When we met at St. Louis a year ago in the 50th annual convention of our association, we knew that the end of our long struggle was near. We comprehended in a new sense the truth of Victor Hugo's sage epigram: "There is one thing more powerful than Kings and Armies—the idea whose time has come to move." We knew that the time for our idea was here, and as State after State has joined the list of the ratified we have seen our idea, our cause, move forward dramatically, majestically into its appropriate place as part of the constitution of our nation. We have not yet the official proclamation announcing that our amendment has been ratified by the necessary thirty-six States, but thirty-one have done so and another will ratify before we adjourn; three Governors have promised special sessions very soon and two more Legislatures will ratify when called together. There is no power on this earth that can do more than delay by a trifle the final enfranchisement of women.

The enemies of progress and liberty never surrender and never die. Ever since the days of cave-men they have stood ready with their sledge hammers to strike any liberal idea on the head whenever it appeared. They are still active, hysterically active, over our amendment; still imagining, as their progenitors for thousands of years have done, that a fly sitting on a wheel may command it to revolve no more and it will obey. They are running about from State to State, a few women and a few paid men. They dash to Washington to hold hurried consultations with senatorial friends and away to carry out instructions.... It does not matter. Suffragists were never dismayed when they were a tiny group and all the world was against them.

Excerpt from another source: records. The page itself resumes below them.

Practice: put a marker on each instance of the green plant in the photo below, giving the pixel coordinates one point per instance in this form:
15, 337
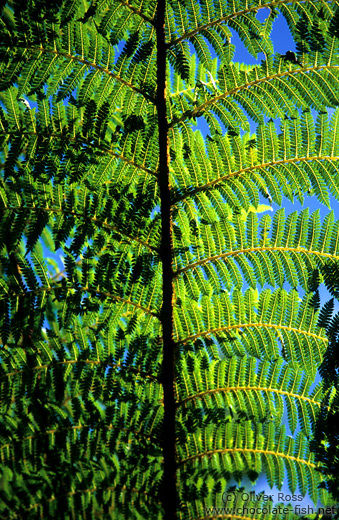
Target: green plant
158, 363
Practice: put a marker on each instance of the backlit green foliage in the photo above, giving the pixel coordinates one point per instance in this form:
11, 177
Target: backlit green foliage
80, 234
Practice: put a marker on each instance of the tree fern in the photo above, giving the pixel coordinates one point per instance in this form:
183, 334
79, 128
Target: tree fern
160, 331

What care they now when all the world is with them? March on, suffragists, the victory is yours! The trail has been long and winding; the struggle has been tedious and wearying; you have made sacrifices and received many hard knocks; be joyful to-day. Our final victory is due, is inevitable, is almost here. Let us celebrate to-day, and when the proclamation comes I beg you to celebrate the occasion with some form of joyous demonstration in your own home State. Two armistice days made a joyous ending of the war. Let two ratification days, one a National and one a State day, make a happy ending of the denial of political freedom to women!